Since this fit well with our idea of fixing everything two ways, we decided to start using five whys ourselves. Here’s what Michael came up with:

  • Our link to Peer1 NY went down
  • Why? – Our switch appears to have put the port in a failed state
  • Why? – After some discussion with the Peer1 NOC, we speculate that it was quite possibly caused by an Ethernet speed / duplex mismatch
  • Why? – The switch interface was set to auto-negotiate instead of being manually configured
  • Why? – We were fully aware of problems like this, and have been for many years.  But - we do not have a written standard and verification process for production switch configurations.
  • Why? – Documentation is often thought of as an aid for when the sysadmin isn’t around or for other members of the operations team, whereas, it should really be thought of as a checklist.

“Had we produced a written standard prior to deploying the switch and subsequently reviewed our work to match the standard, this outage would not have occurred,” Michael wrote. “Or, it would occur once, and the standard would get updated as appropriate.”

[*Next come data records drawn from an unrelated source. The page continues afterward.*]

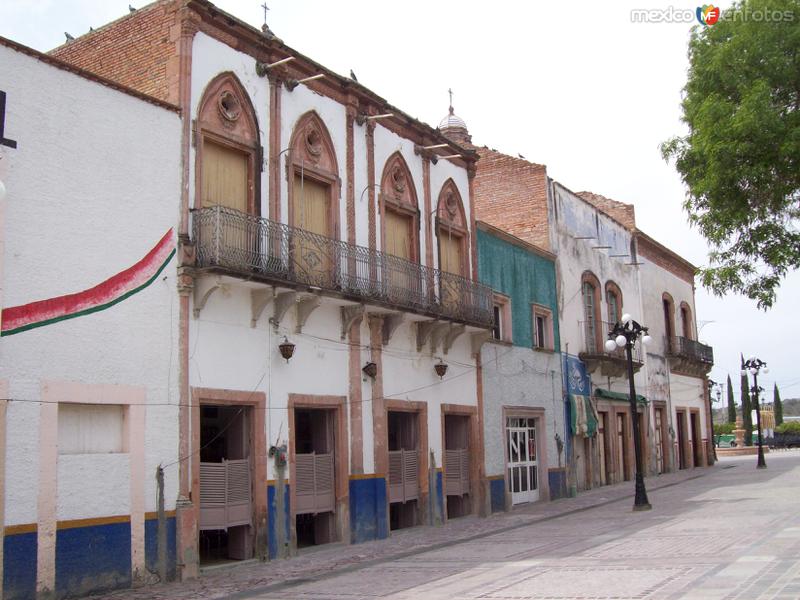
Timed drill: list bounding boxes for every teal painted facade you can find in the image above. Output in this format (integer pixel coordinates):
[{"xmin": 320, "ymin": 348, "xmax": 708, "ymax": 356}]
[{"xmin": 478, "ymin": 229, "xmax": 561, "ymax": 352}]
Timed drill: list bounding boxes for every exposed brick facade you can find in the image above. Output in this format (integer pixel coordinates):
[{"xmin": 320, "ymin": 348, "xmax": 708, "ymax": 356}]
[
  {"xmin": 634, "ymin": 229, "xmax": 697, "ymax": 286},
  {"xmin": 50, "ymin": 0, "xmax": 182, "ymax": 102},
  {"xmin": 575, "ymin": 192, "xmax": 636, "ymax": 231},
  {"xmin": 473, "ymin": 151, "xmax": 550, "ymax": 251}
]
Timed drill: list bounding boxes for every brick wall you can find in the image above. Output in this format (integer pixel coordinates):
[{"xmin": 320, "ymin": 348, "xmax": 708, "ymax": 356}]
[
  {"xmin": 473, "ymin": 146, "xmax": 550, "ymax": 255},
  {"xmin": 50, "ymin": 0, "xmax": 180, "ymax": 101},
  {"xmin": 576, "ymin": 192, "xmax": 636, "ymax": 231},
  {"xmin": 636, "ymin": 232, "xmax": 697, "ymax": 286}
]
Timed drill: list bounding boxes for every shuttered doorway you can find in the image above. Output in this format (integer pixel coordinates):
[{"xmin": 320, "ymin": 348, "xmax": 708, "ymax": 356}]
[
  {"xmin": 199, "ymin": 405, "xmax": 254, "ymax": 565},
  {"xmin": 291, "ymin": 173, "xmax": 335, "ymax": 287},
  {"xmin": 291, "ymin": 408, "xmax": 336, "ymax": 548},
  {"xmin": 387, "ymin": 411, "xmax": 420, "ymax": 529},
  {"xmin": 444, "ymin": 415, "xmax": 471, "ymax": 519}
]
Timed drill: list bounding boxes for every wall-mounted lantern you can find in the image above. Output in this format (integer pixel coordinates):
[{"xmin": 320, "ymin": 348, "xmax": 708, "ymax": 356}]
[
  {"xmin": 433, "ymin": 358, "xmax": 447, "ymax": 379},
  {"xmin": 278, "ymin": 336, "xmax": 294, "ymax": 363},
  {"xmin": 361, "ymin": 362, "xmax": 378, "ymax": 379}
]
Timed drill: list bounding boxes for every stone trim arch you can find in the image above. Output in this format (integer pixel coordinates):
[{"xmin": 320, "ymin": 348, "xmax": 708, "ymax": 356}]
[
  {"xmin": 581, "ymin": 270, "xmax": 606, "ymax": 354},
  {"xmin": 378, "ymin": 150, "xmax": 420, "ymax": 262},
  {"xmin": 436, "ymin": 178, "xmax": 470, "ymax": 277},
  {"xmin": 605, "ymin": 280, "xmax": 625, "ymax": 325},
  {"xmin": 286, "ymin": 110, "xmax": 342, "ymax": 239},
  {"xmin": 194, "ymin": 71, "xmax": 262, "ymax": 215},
  {"xmin": 680, "ymin": 301, "xmax": 695, "ymax": 340},
  {"xmin": 661, "ymin": 292, "xmax": 678, "ymax": 352}
]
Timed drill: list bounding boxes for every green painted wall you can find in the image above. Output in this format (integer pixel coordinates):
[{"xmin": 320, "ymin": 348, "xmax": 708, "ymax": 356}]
[{"xmin": 478, "ymin": 230, "xmax": 561, "ymax": 352}]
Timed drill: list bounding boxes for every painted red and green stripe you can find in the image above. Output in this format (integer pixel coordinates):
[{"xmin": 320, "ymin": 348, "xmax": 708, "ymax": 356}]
[{"xmin": 0, "ymin": 229, "xmax": 175, "ymax": 336}]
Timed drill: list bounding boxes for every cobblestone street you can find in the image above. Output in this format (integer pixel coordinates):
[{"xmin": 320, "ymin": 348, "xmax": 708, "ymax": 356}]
[{"xmin": 94, "ymin": 451, "xmax": 800, "ymax": 600}]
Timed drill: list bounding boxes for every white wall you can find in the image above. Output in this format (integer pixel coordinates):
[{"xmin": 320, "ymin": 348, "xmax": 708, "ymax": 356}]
[
  {"xmin": 189, "ymin": 33, "xmax": 477, "ymax": 478},
  {"xmin": 481, "ymin": 342, "xmax": 566, "ymax": 477},
  {"xmin": 0, "ymin": 46, "xmax": 181, "ymax": 525}
]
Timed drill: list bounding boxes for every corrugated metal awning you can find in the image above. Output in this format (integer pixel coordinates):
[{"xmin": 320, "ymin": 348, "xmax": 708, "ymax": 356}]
[{"xmin": 594, "ymin": 388, "xmax": 649, "ymax": 404}]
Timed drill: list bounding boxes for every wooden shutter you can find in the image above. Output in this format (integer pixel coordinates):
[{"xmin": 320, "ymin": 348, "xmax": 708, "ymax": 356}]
[
  {"xmin": 384, "ymin": 210, "xmax": 411, "ymax": 260},
  {"xmin": 201, "ymin": 140, "xmax": 249, "ymax": 212},
  {"xmin": 293, "ymin": 174, "xmax": 331, "ymax": 237}
]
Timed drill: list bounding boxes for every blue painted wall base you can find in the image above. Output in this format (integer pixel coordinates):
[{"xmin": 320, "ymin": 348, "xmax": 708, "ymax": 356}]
[
  {"xmin": 267, "ymin": 483, "xmax": 292, "ymax": 560},
  {"xmin": 3, "ymin": 531, "xmax": 39, "ymax": 600},
  {"xmin": 56, "ymin": 522, "xmax": 131, "ymax": 598},
  {"xmin": 350, "ymin": 477, "xmax": 389, "ymax": 544},
  {"xmin": 144, "ymin": 517, "xmax": 177, "ymax": 581}
]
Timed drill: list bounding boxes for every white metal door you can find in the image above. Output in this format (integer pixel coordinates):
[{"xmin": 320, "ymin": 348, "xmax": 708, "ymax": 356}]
[
  {"xmin": 506, "ymin": 417, "xmax": 539, "ymax": 504},
  {"xmin": 654, "ymin": 408, "xmax": 664, "ymax": 473}
]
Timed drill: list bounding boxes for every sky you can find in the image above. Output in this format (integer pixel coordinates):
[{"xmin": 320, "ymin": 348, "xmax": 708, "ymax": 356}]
[{"xmin": 0, "ymin": 0, "xmax": 800, "ymax": 401}]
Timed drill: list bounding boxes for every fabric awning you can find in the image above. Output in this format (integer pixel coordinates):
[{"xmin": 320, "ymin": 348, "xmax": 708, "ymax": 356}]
[{"xmin": 594, "ymin": 388, "xmax": 648, "ymax": 404}]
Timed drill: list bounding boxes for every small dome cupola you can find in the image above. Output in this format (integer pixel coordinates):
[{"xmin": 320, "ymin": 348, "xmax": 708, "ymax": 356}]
[{"xmin": 439, "ymin": 90, "xmax": 472, "ymax": 143}]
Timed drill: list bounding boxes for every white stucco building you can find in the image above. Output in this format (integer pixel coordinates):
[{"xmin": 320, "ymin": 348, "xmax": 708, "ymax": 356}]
[
  {"xmin": 48, "ymin": 0, "xmax": 492, "ymax": 577},
  {"xmin": 0, "ymin": 38, "xmax": 181, "ymax": 598}
]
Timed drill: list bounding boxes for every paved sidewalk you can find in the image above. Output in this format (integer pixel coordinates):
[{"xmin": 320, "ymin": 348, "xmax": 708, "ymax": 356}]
[{"xmin": 93, "ymin": 465, "xmax": 720, "ymax": 600}]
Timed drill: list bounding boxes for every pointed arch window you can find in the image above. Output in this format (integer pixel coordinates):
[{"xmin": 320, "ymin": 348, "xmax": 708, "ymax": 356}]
[
  {"xmin": 436, "ymin": 179, "xmax": 469, "ymax": 306},
  {"xmin": 195, "ymin": 73, "xmax": 261, "ymax": 214},
  {"xmin": 661, "ymin": 292, "xmax": 675, "ymax": 352},
  {"xmin": 606, "ymin": 281, "xmax": 622, "ymax": 328},
  {"xmin": 380, "ymin": 152, "xmax": 419, "ymax": 262},
  {"xmin": 581, "ymin": 271, "xmax": 604, "ymax": 354},
  {"xmin": 287, "ymin": 111, "xmax": 341, "ymax": 287},
  {"xmin": 681, "ymin": 302, "xmax": 694, "ymax": 340}
]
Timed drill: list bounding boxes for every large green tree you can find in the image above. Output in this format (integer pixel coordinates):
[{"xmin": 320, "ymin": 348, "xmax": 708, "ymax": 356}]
[
  {"xmin": 772, "ymin": 383, "xmax": 783, "ymax": 427},
  {"xmin": 661, "ymin": 0, "xmax": 800, "ymax": 309},
  {"xmin": 727, "ymin": 375, "xmax": 736, "ymax": 423}
]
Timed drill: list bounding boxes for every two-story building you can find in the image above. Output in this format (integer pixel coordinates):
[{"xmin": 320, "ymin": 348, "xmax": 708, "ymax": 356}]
[
  {"xmin": 0, "ymin": 38, "xmax": 182, "ymax": 599},
  {"xmin": 54, "ymin": 0, "xmax": 492, "ymax": 577},
  {"xmin": 468, "ymin": 139, "xmax": 713, "ymax": 491}
]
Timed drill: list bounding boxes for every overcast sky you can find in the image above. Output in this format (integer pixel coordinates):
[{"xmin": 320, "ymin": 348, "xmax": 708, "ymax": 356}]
[{"xmin": 0, "ymin": 0, "xmax": 800, "ymax": 400}]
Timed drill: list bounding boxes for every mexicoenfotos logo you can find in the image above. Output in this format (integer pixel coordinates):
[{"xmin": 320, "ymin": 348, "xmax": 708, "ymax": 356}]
[{"xmin": 697, "ymin": 4, "xmax": 719, "ymax": 27}]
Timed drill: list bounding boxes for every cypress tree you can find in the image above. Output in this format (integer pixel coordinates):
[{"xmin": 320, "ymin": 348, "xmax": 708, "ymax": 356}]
[
  {"xmin": 772, "ymin": 383, "xmax": 783, "ymax": 427},
  {"xmin": 728, "ymin": 375, "xmax": 736, "ymax": 423},
  {"xmin": 741, "ymin": 361, "xmax": 753, "ymax": 446}
]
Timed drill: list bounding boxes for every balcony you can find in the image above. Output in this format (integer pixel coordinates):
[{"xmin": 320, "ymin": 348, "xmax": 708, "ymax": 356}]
[
  {"xmin": 192, "ymin": 206, "xmax": 493, "ymax": 328},
  {"xmin": 667, "ymin": 337, "xmax": 714, "ymax": 377},
  {"xmin": 578, "ymin": 321, "xmax": 644, "ymax": 377}
]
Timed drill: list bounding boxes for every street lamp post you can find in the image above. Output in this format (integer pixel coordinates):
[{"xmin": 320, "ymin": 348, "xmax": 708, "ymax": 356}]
[
  {"xmin": 605, "ymin": 314, "xmax": 652, "ymax": 510},
  {"xmin": 742, "ymin": 356, "xmax": 769, "ymax": 469},
  {"xmin": 708, "ymin": 379, "xmax": 722, "ymax": 462}
]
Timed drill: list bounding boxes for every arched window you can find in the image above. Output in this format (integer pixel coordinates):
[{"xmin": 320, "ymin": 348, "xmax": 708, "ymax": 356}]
[
  {"xmin": 380, "ymin": 152, "xmax": 419, "ymax": 262},
  {"xmin": 581, "ymin": 271, "xmax": 605, "ymax": 353},
  {"xmin": 436, "ymin": 179, "xmax": 469, "ymax": 276},
  {"xmin": 606, "ymin": 281, "xmax": 622, "ymax": 328},
  {"xmin": 288, "ymin": 111, "xmax": 340, "ymax": 238},
  {"xmin": 287, "ymin": 111, "xmax": 341, "ymax": 287},
  {"xmin": 436, "ymin": 179, "xmax": 469, "ymax": 307},
  {"xmin": 195, "ymin": 73, "xmax": 260, "ymax": 214},
  {"xmin": 661, "ymin": 292, "xmax": 675, "ymax": 352},
  {"xmin": 681, "ymin": 302, "xmax": 694, "ymax": 340}
]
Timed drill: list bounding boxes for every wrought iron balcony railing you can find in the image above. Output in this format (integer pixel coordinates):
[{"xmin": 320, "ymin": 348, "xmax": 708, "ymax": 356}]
[
  {"xmin": 669, "ymin": 336, "xmax": 714, "ymax": 365},
  {"xmin": 192, "ymin": 206, "xmax": 494, "ymax": 327}
]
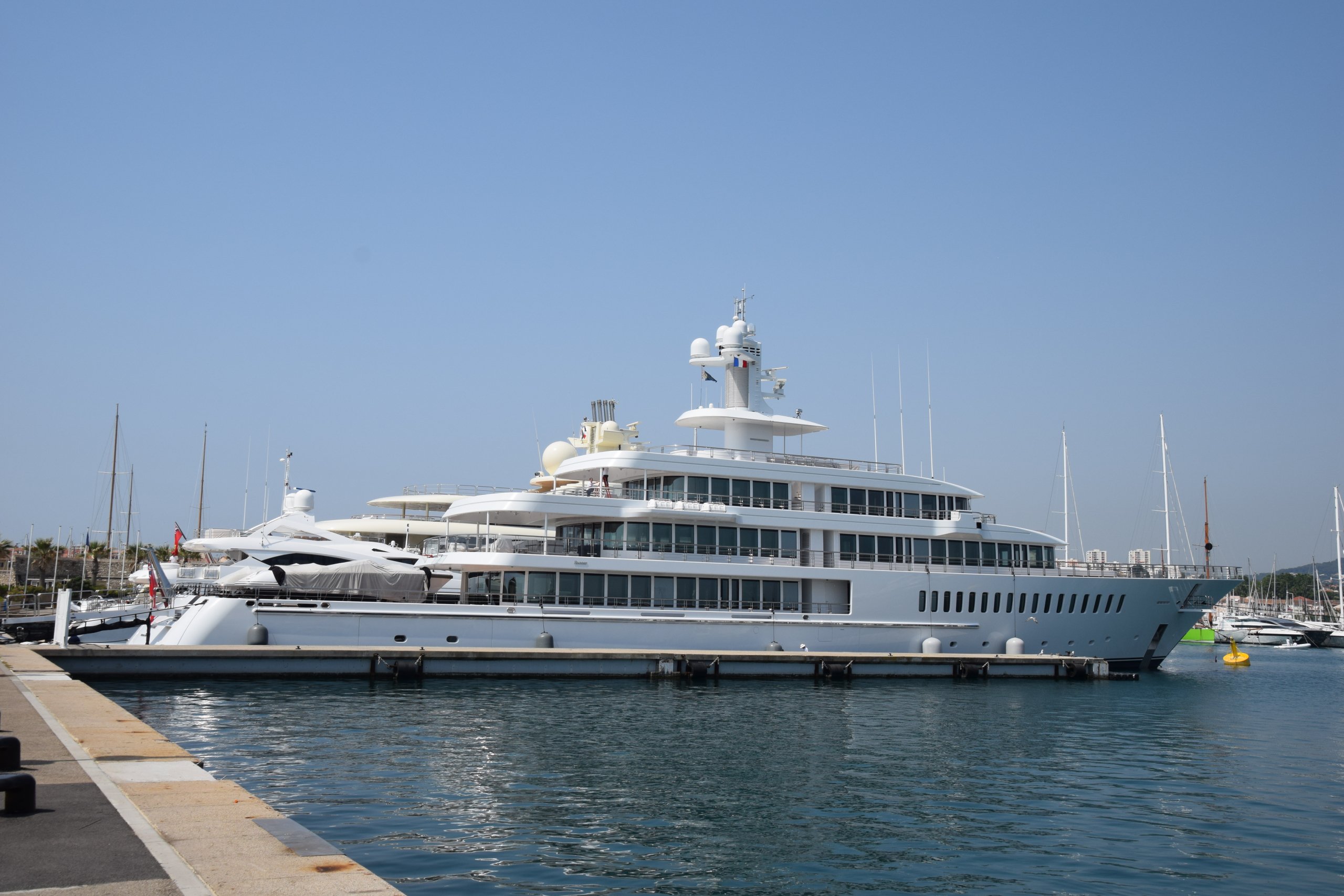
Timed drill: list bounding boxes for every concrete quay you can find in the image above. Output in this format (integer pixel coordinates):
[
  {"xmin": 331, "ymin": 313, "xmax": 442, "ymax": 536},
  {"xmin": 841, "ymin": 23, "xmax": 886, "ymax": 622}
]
[
  {"xmin": 32, "ymin": 645, "xmax": 1118, "ymax": 678},
  {"xmin": 0, "ymin": 646, "xmax": 401, "ymax": 896}
]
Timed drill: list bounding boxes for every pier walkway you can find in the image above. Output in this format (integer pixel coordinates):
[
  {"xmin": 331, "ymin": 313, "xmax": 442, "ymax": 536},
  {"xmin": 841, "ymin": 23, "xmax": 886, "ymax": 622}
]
[{"xmin": 0, "ymin": 646, "xmax": 401, "ymax": 896}]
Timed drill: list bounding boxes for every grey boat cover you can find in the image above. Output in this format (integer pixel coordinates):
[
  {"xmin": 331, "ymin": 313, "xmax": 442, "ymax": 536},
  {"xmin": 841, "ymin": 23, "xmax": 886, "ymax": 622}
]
[{"xmin": 271, "ymin": 560, "xmax": 425, "ymax": 600}]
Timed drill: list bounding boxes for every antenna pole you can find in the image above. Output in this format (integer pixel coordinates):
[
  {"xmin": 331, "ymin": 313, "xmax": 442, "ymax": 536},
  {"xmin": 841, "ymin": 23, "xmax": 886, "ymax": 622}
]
[
  {"xmin": 1335, "ymin": 485, "xmax": 1344, "ymax": 626},
  {"xmin": 108, "ymin": 403, "xmax": 121, "ymax": 548},
  {"xmin": 1059, "ymin": 426, "xmax": 1068, "ymax": 562},
  {"xmin": 1157, "ymin": 414, "xmax": 1172, "ymax": 576},
  {"xmin": 196, "ymin": 423, "xmax": 209, "ymax": 539},
  {"xmin": 1204, "ymin": 476, "xmax": 1214, "ymax": 579},
  {"xmin": 897, "ymin": 348, "xmax": 906, "ymax": 473},
  {"xmin": 868, "ymin": 352, "xmax": 878, "ymax": 463},
  {"xmin": 925, "ymin": 344, "xmax": 937, "ymax": 480}
]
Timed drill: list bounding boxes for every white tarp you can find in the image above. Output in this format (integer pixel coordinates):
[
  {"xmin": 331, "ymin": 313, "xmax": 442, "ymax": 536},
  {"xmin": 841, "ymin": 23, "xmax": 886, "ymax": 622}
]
[{"xmin": 273, "ymin": 560, "xmax": 425, "ymax": 600}]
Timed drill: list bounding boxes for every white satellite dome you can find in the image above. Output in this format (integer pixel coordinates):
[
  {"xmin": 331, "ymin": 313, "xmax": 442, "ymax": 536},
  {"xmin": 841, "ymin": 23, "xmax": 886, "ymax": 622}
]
[{"xmin": 542, "ymin": 442, "xmax": 579, "ymax": 476}]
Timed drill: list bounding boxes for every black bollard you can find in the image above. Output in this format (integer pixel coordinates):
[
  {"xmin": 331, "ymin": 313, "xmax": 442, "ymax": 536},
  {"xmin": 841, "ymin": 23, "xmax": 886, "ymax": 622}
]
[
  {"xmin": 0, "ymin": 737, "xmax": 23, "ymax": 771},
  {"xmin": 0, "ymin": 774, "xmax": 38, "ymax": 815}
]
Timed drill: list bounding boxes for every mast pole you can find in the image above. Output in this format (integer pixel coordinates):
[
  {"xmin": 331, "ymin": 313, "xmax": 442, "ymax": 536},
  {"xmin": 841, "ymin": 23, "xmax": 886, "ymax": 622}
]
[
  {"xmin": 897, "ymin": 348, "xmax": 906, "ymax": 473},
  {"xmin": 108, "ymin": 403, "xmax": 121, "ymax": 553},
  {"xmin": 1335, "ymin": 485, "xmax": 1344, "ymax": 626},
  {"xmin": 1157, "ymin": 414, "xmax": 1172, "ymax": 576},
  {"xmin": 196, "ymin": 423, "xmax": 209, "ymax": 539},
  {"xmin": 1059, "ymin": 426, "xmax": 1068, "ymax": 562}
]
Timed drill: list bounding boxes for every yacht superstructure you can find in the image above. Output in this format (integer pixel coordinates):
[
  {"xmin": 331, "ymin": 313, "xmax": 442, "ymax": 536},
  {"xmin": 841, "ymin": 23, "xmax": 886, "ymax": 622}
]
[{"xmin": 154, "ymin": 300, "xmax": 1239, "ymax": 669}]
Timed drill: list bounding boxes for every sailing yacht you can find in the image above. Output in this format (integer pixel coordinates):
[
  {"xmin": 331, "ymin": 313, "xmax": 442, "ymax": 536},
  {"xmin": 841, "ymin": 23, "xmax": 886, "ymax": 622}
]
[{"xmin": 154, "ymin": 298, "xmax": 1241, "ymax": 669}]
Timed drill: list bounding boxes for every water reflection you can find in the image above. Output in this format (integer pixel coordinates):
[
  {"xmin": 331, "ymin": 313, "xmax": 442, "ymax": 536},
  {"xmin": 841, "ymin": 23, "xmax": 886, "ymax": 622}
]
[{"xmin": 99, "ymin": 648, "xmax": 1344, "ymax": 893}]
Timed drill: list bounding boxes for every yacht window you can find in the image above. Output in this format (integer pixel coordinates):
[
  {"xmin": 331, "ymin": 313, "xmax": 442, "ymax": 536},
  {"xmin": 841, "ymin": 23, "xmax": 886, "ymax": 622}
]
[
  {"xmin": 559, "ymin": 572, "xmax": 581, "ymax": 603},
  {"xmin": 524, "ymin": 572, "xmax": 555, "ymax": 603},
  {"xmin": 686, "ymin": 476, "xmax": 710, "ymax": 502},
  {"xmin": 710, "ymin": 477, "xmax": 731, "ymax": 504},
  {"xmin": 622, "ymin": 575, "xmax": 653, "ymax": 607},
  {"xmin": 653, "ymin": 575, "xmax": 676, "ymax": 607},
  {"xmin": 653, "ymin": 523, "xmax": 672, "ymax": 552}
]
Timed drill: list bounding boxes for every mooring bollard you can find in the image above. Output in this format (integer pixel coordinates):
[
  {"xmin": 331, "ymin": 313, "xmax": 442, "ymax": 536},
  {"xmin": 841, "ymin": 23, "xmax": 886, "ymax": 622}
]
[
  {"xmin": 0, "ymin": 774, "xmax": 38, "ymax": 815},
  {"xmin": 0, "ymin": 737, "xmax": 23, "ymax": 771}
]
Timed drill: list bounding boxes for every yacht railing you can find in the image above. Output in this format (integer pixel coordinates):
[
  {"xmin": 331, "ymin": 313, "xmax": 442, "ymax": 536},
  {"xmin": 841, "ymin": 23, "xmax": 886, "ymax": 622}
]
[
  {"xmin": 638, "ymin": 445, "xmax": 902, "ymax": 473},
  {"xmin": 469, "ymin": 537, "xmax": 1242, "ymax": 579},
  {"xmin": 402, "ymin": 482, "xmax": 524, "ymax": 496}
]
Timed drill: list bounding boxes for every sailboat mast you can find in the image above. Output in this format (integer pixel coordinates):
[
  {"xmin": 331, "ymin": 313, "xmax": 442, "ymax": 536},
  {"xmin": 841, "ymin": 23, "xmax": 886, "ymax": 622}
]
[
  {"xmin": 108, "ymin": 403, "xmax": 121, "ymax": 548},
  {"xmin": 1059, "ymin": 426, "xmax": 1068, "ymax": 562},
  {"xmin": 1157, "ymin": 414, "xmax": 1172, "ymax": 575},
  {"xmin": 196, "ymin": 423, "xmax": 209, "ymax": 539},
  {"xmin": 1335, "ymin": 485, "xmax": 1344, "ymax": 625}
]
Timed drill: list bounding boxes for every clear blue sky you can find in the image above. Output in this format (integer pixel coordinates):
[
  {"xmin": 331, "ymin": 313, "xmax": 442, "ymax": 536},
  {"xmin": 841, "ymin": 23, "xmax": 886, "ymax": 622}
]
[{"xmin": 0, "ymin": 2, "xmax": 1344, "ymax": 570}]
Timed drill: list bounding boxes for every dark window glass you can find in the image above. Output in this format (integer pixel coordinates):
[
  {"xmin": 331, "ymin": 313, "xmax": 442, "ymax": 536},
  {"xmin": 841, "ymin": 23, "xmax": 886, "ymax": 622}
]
[
  {"xmin": 631, "ymin": 575, "xmax": 653, "ymax": 607},
  {"xmin": 653, "ymin": 523, "xmax": 672, "ymax": 551},
  {"xmin": 686, "ymin": 476, "xmax": 710, "ymax": 501},
  {"xmin": 653, "ymin": 575, "xmax": 676, "ymax": 607}
]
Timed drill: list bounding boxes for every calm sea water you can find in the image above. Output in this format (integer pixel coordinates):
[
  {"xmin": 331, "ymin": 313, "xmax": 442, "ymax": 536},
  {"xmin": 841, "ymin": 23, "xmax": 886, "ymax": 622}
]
[{"xmin": 98, "ymin": 645, "xmax": 1344, "ymax": 896}]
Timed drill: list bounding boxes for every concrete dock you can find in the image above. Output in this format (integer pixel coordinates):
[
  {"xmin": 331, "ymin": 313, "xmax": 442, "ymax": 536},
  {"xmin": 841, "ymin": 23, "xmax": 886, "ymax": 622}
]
[
  {"xmin": 31, "ymin": 645, "xmax": 1112, "ymax": 678},
  {"xmin": 0, "ymin": 646, "xmax": 401, "ymax": 896}
]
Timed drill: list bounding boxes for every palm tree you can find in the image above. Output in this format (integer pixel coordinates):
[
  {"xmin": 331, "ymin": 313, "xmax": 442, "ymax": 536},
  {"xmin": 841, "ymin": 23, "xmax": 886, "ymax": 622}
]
[
  {"xmin": 32, "ymin": 539, "xmax": 59, "ymax": 583},
  {"xmin": 87, "ymin": 541, "xmax": 108, "ymax": 587}
]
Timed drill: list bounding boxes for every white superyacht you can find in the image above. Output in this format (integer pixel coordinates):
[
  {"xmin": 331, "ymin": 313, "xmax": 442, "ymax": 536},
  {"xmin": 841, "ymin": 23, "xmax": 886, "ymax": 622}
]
[{"xmin": 163, "ymin": 300, "xmax": 1239, "ymax": 670}]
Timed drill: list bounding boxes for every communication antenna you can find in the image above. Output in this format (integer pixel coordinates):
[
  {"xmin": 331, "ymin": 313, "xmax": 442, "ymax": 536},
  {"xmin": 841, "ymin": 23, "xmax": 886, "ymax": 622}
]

After some internal discussion we all agreed that rather than imposing a statistically meaningless measurement and hoping that the mere measurement of something meaningless would cause it to get better, what we really needed was a process of continuous improvement. Instead of setting up a SLA for our customers, we set up a blog where we would document every outage in real time, provide complete post-mortems, ask the five whys, get to the root cause, and tell our customers what we’re doing to prevent that problem in the future. In this case, the change is that our internal documentation will include detailed checklists for all operational procedures in the live environment.